Dos efeitos negativos da distopia alimentada constantemente pelo que acontece mundo afora com a cobertura em tempo real pelos grandes noticiários e pelas redes sociais, destaque para o da apatia. Venha ela sob a forma de insensibilidade ou indiferença; apresente-se ela como estado d’alma insuscetível de comoção ou interesse.
Insensibilidade ou indiferença gerada e alimentada pelo volume e intensidade de informações que deixam pouca margem a dúvidas com relação à insustentabilidade socioambiental e à perspectiva de dias melhores para a humanidade. Atrocidades se espalham sob formas diversas. Como o recente ataque ao Irã e o genocídio patrocinado pela dupla Estados Unidos / Israel em Gaza; a expropriação de recursos naturais através de intervenções militares, como a dos estadunidenses na Venezuela; o bloqueio injustificável como o que ianques promovem crescentemente a Cuba desde os anos 1960.

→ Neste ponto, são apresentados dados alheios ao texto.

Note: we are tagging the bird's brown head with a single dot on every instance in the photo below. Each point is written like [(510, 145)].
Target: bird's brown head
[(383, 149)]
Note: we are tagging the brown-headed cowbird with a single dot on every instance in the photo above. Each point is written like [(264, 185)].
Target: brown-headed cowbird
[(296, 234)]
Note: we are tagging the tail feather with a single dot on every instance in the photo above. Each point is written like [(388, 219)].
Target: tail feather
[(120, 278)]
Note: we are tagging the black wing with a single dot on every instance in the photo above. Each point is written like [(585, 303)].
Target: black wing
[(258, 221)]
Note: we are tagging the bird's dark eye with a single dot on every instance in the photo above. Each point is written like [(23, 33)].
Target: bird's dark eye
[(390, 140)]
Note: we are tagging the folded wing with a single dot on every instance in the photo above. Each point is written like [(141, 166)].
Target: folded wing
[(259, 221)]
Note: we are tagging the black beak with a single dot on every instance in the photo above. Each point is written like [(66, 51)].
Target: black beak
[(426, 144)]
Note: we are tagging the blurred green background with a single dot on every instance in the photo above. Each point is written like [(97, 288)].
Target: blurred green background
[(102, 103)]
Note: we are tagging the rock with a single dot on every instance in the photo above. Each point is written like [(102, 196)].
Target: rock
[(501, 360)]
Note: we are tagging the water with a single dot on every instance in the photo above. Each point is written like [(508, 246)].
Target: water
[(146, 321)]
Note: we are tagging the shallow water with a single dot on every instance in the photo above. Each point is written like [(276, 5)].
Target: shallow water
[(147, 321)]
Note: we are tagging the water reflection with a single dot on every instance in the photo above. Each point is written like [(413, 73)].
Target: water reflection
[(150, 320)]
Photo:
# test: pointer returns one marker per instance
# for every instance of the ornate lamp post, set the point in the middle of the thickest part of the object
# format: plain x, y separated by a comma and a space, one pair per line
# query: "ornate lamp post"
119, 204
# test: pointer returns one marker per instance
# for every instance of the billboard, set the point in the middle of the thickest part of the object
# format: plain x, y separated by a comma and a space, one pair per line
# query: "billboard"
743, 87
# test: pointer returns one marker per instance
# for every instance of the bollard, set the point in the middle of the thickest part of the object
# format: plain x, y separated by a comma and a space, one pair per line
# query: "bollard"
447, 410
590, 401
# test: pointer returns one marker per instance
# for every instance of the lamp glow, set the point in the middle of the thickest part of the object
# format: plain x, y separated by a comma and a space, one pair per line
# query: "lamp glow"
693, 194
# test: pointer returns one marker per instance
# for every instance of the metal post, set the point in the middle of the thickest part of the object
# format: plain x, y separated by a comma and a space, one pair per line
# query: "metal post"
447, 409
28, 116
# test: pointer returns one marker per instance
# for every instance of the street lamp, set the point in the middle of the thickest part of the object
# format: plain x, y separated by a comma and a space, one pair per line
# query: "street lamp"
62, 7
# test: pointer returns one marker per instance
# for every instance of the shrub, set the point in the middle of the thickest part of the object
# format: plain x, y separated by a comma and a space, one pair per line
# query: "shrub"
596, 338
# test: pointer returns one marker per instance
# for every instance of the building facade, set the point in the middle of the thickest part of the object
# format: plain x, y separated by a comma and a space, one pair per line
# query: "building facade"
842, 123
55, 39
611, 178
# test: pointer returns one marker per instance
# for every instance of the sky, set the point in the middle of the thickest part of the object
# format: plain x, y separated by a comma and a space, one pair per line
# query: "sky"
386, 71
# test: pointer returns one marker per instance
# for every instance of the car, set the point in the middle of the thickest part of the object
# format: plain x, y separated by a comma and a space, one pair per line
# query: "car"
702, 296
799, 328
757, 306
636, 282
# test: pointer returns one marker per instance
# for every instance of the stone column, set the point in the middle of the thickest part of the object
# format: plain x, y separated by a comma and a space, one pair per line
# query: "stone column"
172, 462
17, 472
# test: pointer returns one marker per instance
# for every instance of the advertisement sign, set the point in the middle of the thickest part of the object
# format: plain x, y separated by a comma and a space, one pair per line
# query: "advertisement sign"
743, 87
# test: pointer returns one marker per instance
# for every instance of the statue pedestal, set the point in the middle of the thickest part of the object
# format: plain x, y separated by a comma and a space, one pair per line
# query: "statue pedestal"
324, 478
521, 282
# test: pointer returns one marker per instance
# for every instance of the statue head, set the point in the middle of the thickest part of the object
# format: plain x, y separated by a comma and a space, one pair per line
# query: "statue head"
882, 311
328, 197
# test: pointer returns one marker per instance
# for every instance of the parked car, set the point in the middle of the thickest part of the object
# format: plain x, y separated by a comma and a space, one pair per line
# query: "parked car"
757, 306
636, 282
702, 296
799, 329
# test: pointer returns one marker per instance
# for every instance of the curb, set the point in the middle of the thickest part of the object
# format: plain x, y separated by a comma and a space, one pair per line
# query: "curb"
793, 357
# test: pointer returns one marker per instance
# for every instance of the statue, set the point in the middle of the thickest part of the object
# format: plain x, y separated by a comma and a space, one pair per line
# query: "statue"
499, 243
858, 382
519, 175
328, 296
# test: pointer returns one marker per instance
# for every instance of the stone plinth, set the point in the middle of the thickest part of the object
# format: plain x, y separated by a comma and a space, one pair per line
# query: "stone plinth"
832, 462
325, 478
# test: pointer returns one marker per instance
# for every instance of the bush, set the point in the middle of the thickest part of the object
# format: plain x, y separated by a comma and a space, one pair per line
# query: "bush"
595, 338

No plano nacional, atrocidades são naturalizadas através da forma fria como são relatadas pelos meios de comunicação de massa e pela redes sociais como se normais fossem. Frieza que leva à indiferença de muitos diante do crescente feminicídio; da omissão dos poderes no enfrentamento à exarcebada concentração de rendas e propriedades; dos desvios de recursos públicos para a continuada sangria do pagamento dos serviços da dívida em detrimento de investimentos sociais em áreas essenciais como saúde, educação e saneamento básico.
Em nível estadual, é quase inexistente o debate sobre a forma como o governo estadual se propõe a conceder para exploração privada áreas destinadas à conservação de espécies da flora e fauna. Quase nada se discute sobre a terceirização para agentes de fora do estado da gestão de incentivos fiscais e financeiros voltados para o desenvolvimento da ciência/tecnologia/inovação e do crescimento sustentável social e ambientalmente.
No plano local, é ensurdecedor o silêncio das autoridades municipais diante das históricas e crescentes agressões feitas ao ar por todos respirados e ao mar usado para lazer e práticas esportivas. É praticamente inexistente o debate consistente sobre o pó preto respirado e depositado bem distante de suas fontes de emissão. Falta consistência no debate para que os diagnósticos feitos em vários momentos da história recente tenham encaminhamentos técnicos para a solução efetiva do problema.
Efetividade no enfrentamento do que indicam diagnósticos e encaminhamentos técnicos que se diluem e desaparecem com propagandas enganosas de quem polui. Esses usam e abusam de engenhosos esquemas de publicidade e marketing para se apresentarem como defensores do meio ambiente e promotores da arte e cultura locais. Tudo muito barato diante das agressões socioambientais.
O mar que banha a cidade também há muito é agredido por descargas de águas poluídas. Mais recentemente essa agressão foi escancarada com manchas nas águas de praias e fétidos odores facilmente perceptíveis para quem delas se aproxima.
Por último, mas nem por isso menos importante, às diversas formas de insegurança vivenciadas por quem circula pela cidade soma-se agora aquela representada por veículos motorizados de duas rodas que transitam pelas calçadas. Nada de campanhas educativas; nada de supervisão de agentes de segurança que coíba o uso indevido desses veículos.
O que sobra, por um lado, é a sensação de insegurança para quem – principalmente para crianças e idosos – utiliza calçadas para circulação a pé. E, por outro, a impunidade de quem aterroriza e atropela aqueles que têm prioridade no uso de calçadas: os pedestres.
Se é mais difícil o enfrentamento de questões mundiais pela complexidade das questões que se apresentam nesse nível, o que acontece mais próximo do território onde se habita, trabalha e circula, pode e deve ter cobrança mais direta. Nas instâncias federal e estadual, o processo eleitoral de 2026 pode ser um bom momento para renovar a composição do Congresso Nacional e da Assembleia e questionar as desastrosas ações do governo estadual no que se refere à sustentabilidade socioambiental.
No meio do exercício de seus mandatos, autoridades municipais precisam ser cobradas diante do ensurdecedor silêncio com que reagem aos continuados e crescentes perigos do ar respirado, do mar onde se banha e das calçadas por onde se caminha.
Ensurdecedor silêncio que precisa ser quebrado com ações que estão sob sua direta alçada e com cobranças a quem de direito nas esferas estadual e federal. Ações e cobranças que precisam ser compatíveis com os facilmente publicizados conceitos de ‘cidade inteligente’, metro quadrado mais valorizado e outros do gênero.
É passada a hora de valorizar soluções técnicas de humanos que tornem a cidade melhor e mais segura para todos. É passada a hora de ter ações em nível local que priorizem menos ganhos especulativos de poucos e foquem mais no bem-estar e bem viver da maioria da população.